September 6, 2011

Changing the Game

Categories: Digital Learning, Educational Practice
man taking photo of himself displayed on computer screen

Across the U.S., students are returning to their schools and college campuses. It also appears to be the beginning of a mini-revolution in the way digital media and learning are seen to affect the underlying structure of our educational system. It seems that everyday we are presented with news and commentary pointing to the ways the educational system is not preparing students to meet the challenges of the future. Here at DMLcentral, Monika Hardy has described the importance of changing our ways of thinking and working together while Ben Williamson has written about the challenges of designing education systems for an unknown future.
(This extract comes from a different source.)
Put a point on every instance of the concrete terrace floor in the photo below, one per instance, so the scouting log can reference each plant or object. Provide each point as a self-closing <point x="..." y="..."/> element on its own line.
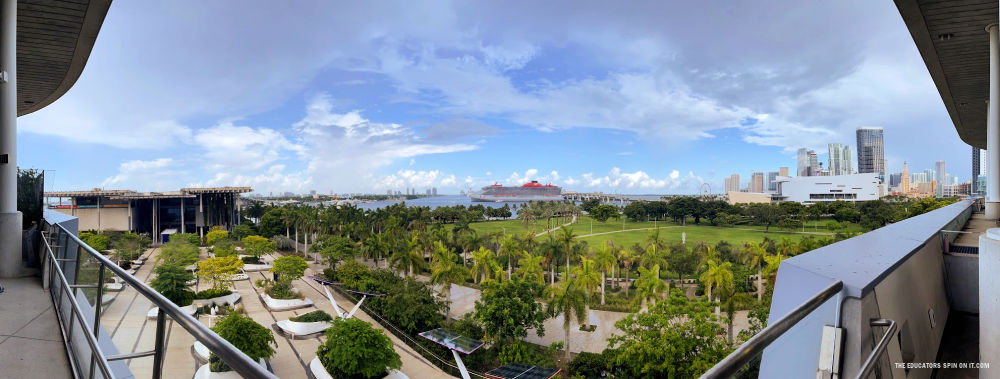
<point x="31" y="345"/>
<point x="125" y="321"/>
Elsewhere, we are continually reminded that our current system needs re-thinking. In The New York Times, Achal Prabhala—who wants Wikipedia to expand its horizons beyond written citationsargues college-age individuals are “comfortable using ‘objects of trust that have been created on the Internet'” and this change has made Wikipedia, a cutting-edge project when it appeared in the last decade, seem like something of a different age by virtue of its association with printed encyclopedias.

This point—that our students are increasingly comfortable with different methods of knowledge acquisition and verification—is echoed in Virginia Heffernan’s review of Cathy Davidson’s new book, Now You See It. Davidson writes “Pundits may be asking if the Internet is bad for our children’s mental development, but the better question is whether the form of learning and knowledge-making we are instilling in our children is useful to their future.” (For a brilliant send-up of these pundits, see Martin Robbins’s “Facebook will destroy your children’s brains.”) Summarizing Davidson’s argument, Heffernan writes, “Simply put, we can’t keep preparing students for a world that doesn’t exist. We can’t keep ignoring the formidable cognitive skills they’re developing on their own. And above all, we must stop disparaging digital prowess just because some of us over 40 don’t happen to possess it.” She then adds, “When we criticize students for making digital videos instead of reading Gravity’s Rainbow, or squabbling on Politico.com instead of watching The Candidate, we are blinding ourselves to the world as it is.”

In short, the world is changing and it is incumbent on educational institutions to change with it. But this change will require us to rethink our conceptions of education reform. Prabhala and Davidson’s work represent one means of leading us away from the naive beliefs that all we need for reform are “extraordinary teachers” or better metrics to gauge who is “performing” well and who isn’t, while the underlying structure of our educational system is left untouched. These approaches are part of the “MBA-style thinking” that eventually leads to MBA-style ethical collapses that fail to improve student learning.

I don’t know if I can answer Ben’s provocative questions about the future of digital learning, but I do believe that changing how we frame reform efforts is a step in the right direction.